Publié le par Djayesse
Publié dans : #Cinéma, #Drame, #Biopic, #Richard Attenborough
Cry Freedom (Richard Attenborough, 1987)

Pour moi, Steve Biko était un nom qu’on entendait dans la chanson Asim Bonanga du regretté Johnny Clegg (1). Et encore, j’ai reconnu ce nom après avoir (enfin) vu le film de Richard Attenborough.

Tout comme pour ses autres films en tant que réalisateur, le grand Richard nous expose un personnage humain, avec ses forces et ses faiblesses, avec ce qui fait de lui qu’on s’intéresse ici.

 

Et Steve Biko mérite amplement qu’on s’arrête un moment pour l’évoquer.

Biko (Denzel Washington) était un leader sud-africain qui menait cette lutte pacifiste contre le gouvernement inique qui était en place en Afrique du Sud. Mais alors que Nelson «  Madiba » Mandela croupissait dans une geôle, Biko était libre – dans ce que cela signifie en 1975-1977 – et pouvait dispenser sa parole proche de celle de l’immense Nelson.

Et si Mandela a survécu à son traitement – lui aussi inhumain – il n’en fut pas de même pour Biko et nombre d’autres personnalités politiques qui sont morts pour cette cause : l’abolition de l’apartheid qui faisait que des Africains descendants de ceux qui ont toujours vécu ans cette région étaient considérés comme des sous-hommes par une poignée de colons d’origine européenne (Pays-Bas, France, Allemagne ou encore Scandinavie) qui se considéraient comme supérieurs et ce malgré les différentes mutations internationales et sociétales qu’on pût voir après la seconde guerre mondiale.

 

Donald Woods (Kevin Kline) est le rédacteur en, chef d’un journal proche du pouvoir qui considère Steve Biko comme un trublion plus ou moins inoffensif mais surtout un ennemi du système qu’il n’a aucune raison de dénoncer (le système, pas encore Biko).

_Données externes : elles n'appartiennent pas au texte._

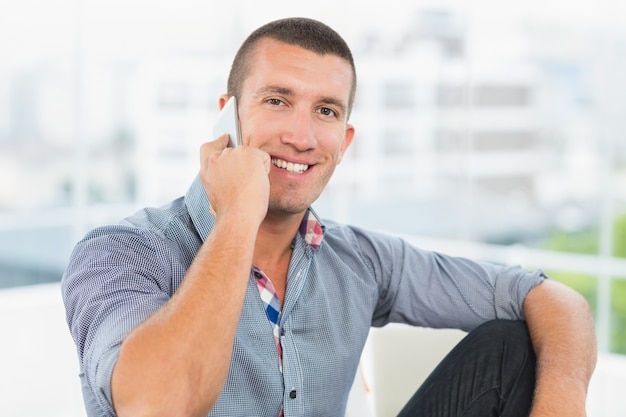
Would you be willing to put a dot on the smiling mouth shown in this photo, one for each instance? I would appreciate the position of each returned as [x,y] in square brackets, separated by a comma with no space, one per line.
[289,166]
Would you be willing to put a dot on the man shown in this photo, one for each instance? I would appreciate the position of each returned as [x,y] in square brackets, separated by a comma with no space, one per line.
[236,300]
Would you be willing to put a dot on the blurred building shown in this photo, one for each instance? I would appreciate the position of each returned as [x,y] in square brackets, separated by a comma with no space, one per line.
[453,139]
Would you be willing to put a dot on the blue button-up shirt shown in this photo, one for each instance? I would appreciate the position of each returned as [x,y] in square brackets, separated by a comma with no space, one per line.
[119,275]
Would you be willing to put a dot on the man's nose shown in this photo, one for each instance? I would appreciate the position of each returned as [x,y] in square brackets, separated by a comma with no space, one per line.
[301,131]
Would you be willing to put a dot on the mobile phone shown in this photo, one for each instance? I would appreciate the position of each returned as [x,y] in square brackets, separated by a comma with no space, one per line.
[228,122]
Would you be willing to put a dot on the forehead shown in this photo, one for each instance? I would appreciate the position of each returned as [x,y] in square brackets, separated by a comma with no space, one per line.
[299,69]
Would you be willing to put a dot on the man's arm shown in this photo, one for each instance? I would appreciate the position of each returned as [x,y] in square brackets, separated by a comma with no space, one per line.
[562,330]
[177,361]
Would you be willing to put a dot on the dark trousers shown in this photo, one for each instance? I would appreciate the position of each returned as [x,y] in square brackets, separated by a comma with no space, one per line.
[490,373]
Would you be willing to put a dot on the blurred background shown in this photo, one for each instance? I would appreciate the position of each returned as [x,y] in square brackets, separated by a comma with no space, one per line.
[485,128]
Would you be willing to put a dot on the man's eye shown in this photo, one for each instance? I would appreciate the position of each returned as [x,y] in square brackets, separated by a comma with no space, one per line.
[327,112]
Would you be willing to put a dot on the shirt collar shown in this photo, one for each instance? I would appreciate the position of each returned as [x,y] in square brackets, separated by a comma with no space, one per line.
[199,208]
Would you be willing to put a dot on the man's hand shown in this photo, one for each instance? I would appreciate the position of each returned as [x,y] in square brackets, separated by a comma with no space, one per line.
[562,331]
[235,179]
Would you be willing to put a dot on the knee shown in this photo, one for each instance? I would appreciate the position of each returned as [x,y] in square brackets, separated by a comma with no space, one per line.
[507,337]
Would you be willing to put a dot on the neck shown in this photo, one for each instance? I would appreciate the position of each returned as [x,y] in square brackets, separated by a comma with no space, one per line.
[275,237]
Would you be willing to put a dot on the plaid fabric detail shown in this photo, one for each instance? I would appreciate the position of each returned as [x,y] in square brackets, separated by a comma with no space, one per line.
[311,230]
[272,307]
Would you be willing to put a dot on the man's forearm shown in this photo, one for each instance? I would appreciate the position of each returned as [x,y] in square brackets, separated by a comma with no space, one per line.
[179,357]
[561,326]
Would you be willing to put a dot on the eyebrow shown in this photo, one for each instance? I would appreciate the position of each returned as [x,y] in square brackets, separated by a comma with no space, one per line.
[276,89]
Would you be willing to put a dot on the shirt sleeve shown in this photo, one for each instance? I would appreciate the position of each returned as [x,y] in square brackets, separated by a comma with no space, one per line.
[114,281]
[430,289]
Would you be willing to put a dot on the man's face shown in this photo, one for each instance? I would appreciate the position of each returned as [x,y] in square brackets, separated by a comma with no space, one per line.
[293,106]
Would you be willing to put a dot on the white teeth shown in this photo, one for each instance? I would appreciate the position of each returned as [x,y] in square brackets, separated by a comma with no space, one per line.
[290,166]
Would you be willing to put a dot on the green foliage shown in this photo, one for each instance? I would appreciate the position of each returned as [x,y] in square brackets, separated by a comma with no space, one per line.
[587,242]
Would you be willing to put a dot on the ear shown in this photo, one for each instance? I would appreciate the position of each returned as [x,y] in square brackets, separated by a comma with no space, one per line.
[347,140]
[222,100]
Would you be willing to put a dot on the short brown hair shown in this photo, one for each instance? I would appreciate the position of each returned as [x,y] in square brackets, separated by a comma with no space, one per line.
[307,33]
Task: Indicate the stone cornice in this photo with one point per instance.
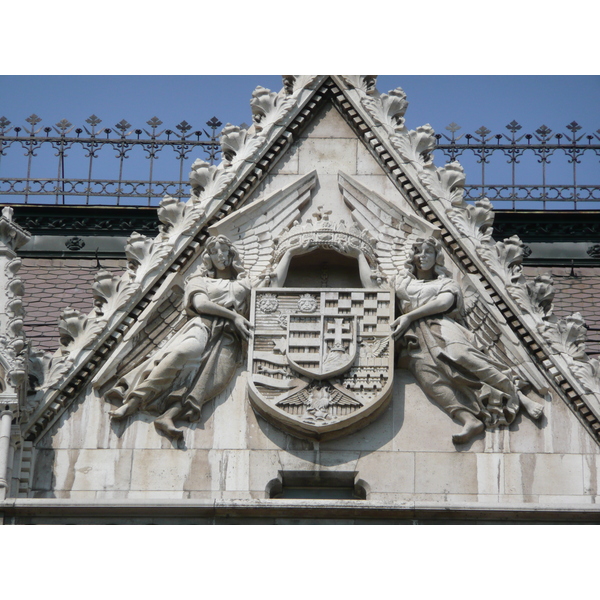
(21, 510)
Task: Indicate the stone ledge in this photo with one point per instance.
(61, 510)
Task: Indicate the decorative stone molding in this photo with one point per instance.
(178, 218)
(364, 83)
(77, 331)
(268, 108)
(474, 221)
(208, 181)
(388, 109)
(292, 84)
(238, 145)
(144, 256)
(415, 146)
(111, 293)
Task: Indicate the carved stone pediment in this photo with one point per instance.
(271, 220)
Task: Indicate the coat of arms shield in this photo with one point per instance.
(321, 360)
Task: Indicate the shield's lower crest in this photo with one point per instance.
(321, 361)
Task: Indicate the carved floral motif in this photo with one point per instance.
(268, 108)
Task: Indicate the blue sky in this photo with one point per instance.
(470, 101)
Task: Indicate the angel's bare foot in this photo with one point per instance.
(166, 425)
(534, 409)
(472, 427)
(125, 410)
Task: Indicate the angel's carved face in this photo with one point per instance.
(425, 257)
(220, 256)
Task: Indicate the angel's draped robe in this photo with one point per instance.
(199, 360)
(445, 360)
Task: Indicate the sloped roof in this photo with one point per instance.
(51, 284)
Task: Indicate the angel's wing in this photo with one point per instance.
(497, 341)
(375, 348)
(394, 230)
(253, 228)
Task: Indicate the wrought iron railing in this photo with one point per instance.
(117, 166)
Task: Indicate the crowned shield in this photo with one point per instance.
(321, 361)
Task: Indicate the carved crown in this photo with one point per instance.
(326, 234)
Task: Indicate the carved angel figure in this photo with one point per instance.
(443, 355)
(201, 358)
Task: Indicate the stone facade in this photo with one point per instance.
(74, 463)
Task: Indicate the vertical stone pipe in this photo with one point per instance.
(6, 417)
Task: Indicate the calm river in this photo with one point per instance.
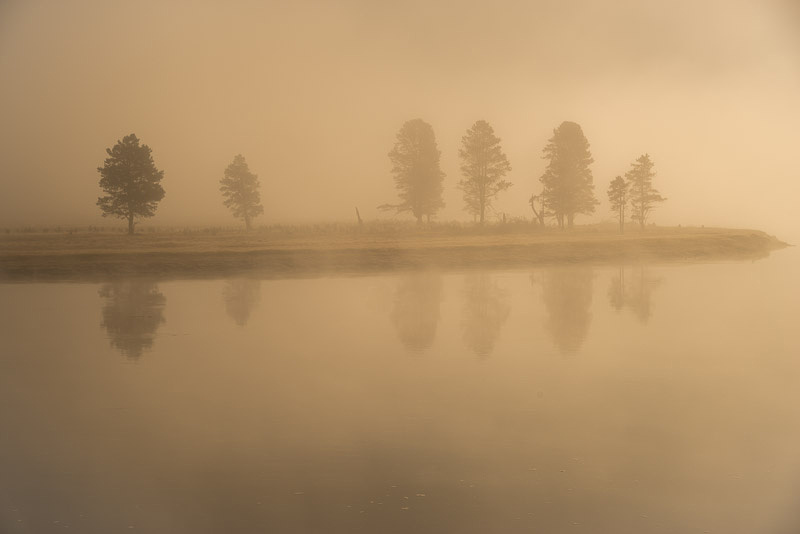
(657, 398)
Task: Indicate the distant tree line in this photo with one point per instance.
(567, 183)
(132, 182)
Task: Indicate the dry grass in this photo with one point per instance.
(293, 250)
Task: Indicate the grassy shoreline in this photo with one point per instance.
(99, 256)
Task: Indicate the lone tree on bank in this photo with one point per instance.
(618, 197)
(642, 194)
(131, 181)
(239, 188)
(483, 165)
(417, 175)
(568, 187)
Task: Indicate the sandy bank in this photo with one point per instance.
(30, 257)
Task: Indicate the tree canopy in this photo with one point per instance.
(483, 165)
(240, 193)
(417, 175)
(567, 181)
(131, 181)
(642, 194)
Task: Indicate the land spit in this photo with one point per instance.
(100, 256)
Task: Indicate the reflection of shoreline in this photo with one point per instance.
(415, 314)
(241, 296)
(567, 294)
(132, 313)
(486, 309)
(633, 292)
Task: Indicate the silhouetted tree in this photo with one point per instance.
(567, 294)
(132, 313)
(415, 167)
(416, 310)
(640, 183)
(131, 181)
(540, 214)
(568, 183)
(483, 165)
(485, 312)
(239, 188)
(618, 197)
(241, 296)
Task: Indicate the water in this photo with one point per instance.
(634, 398)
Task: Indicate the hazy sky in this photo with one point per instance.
(313, 93)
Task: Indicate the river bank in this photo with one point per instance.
(97, 256)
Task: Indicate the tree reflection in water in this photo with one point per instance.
(567, 294)
(633, 292)
(132, 313)
(415, 314)
(241, 296)
(486, 309)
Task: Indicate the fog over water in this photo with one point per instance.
(313, 93)
(632, 398)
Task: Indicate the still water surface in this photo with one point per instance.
(613, 399)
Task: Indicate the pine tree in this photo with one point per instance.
(483, 166)
(618, 197)
(642, 194)
(568, 183)
(131, 181)
(239, 188)
(417, 175)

Alors quand le docteur Mamphela Ramphele (Josette Simon) lui propose une entrevue avec Biko, il saisit cette opportunité de se forger sa propre opinion sur ce leader noir si sulfureux (2).

 

Et comme nous nous y attendons : Woods va devenir un chantre de cette lutte pour l’abolition de l’apartheid.

Mais surtout, il sera celui qui annoncera au monde qui était Steve Biko et remettra de facto en question la mort de tous ces leaders emprisonnés par un système raciste et inique et qui, constitutionnellement n’avait pas à justifier outre mesure la mort d’un de ses prisonniers.

La preuve ? Steve Biko est mort d’une grève de la fin, après avoir été frappé sans retenue par ses geôliers.

 

Nous allons donc assister à la mutation d’un personnage, Donald Woods. Alors qu’il est bien conditionné pour obéir au système, il va découvrir progressivement cet homme proscrit, comprenant puis soutenant sa lutte pour l’égalité sans pour autant prôner quelque vengeance contre les tenants de ce gouvernement injuste.

Et on va retrouver d’une certaine façon ce point de vue quand Nelson Mandela arrivera – avec raison – au poste suprême de ce pays : il n’y aura pas véritablement de règlement de compte. Et pourtant, il y avait de quoi !

 

Quoi qu’il en soit, le film de Richard Attenborough ne s’arrête pas à Biko, mais raconte le périple de Donald Woods qui devra prendre de grands risques pour échapper à ce système injuste et faire publier son livre racontant le calvaire puis la mort de Biko, éveillant alors les dernières consciences mondiales à ce fléau qu’est le racisme, et ce système politique désuet. Désuet bien qu’abandonné récemment (nous sommes en 1977) par les Etats-Unis (3).

 

Et tout comme pour Gandhi (1983), Attenborough montre le ^parcours de son martyr, en y adjoignant un système inique (comme déjà écrit pus haut) justifiant à lui seul le combat de cet apôtre de la paix : à aucun moment Biko n’appelle au soulèvement armé ni à quelque action violente. Tout comme Gandhi ou Luther King avant lui, il est un pacifiste convaincu de la force de son engagement et de ceux qui le suivent.

 

Mais si Biko a prôné toute sa (fin de) vie l’action pacifiste, Attenborough ne peut passer outre les exactions de ce gouvernement abject qui n’hésita pas à tirer sur la foule de Soweto en 1976, tuant hommes, femmes ET enfants pour la sauvegarde d’un modèle obsolète autant que meurtrier.

 

  1. Son album The third world Child sort la même année que le film.
  2. Tellement dangereux qu’il n’avait pas le droit de côtoyer plus d’une personne à la fois !
  3. Une dizaine d’années, sans parler du racisme ordinaire subi par les Noirs dans le Sud, et malheureusement ailleurs.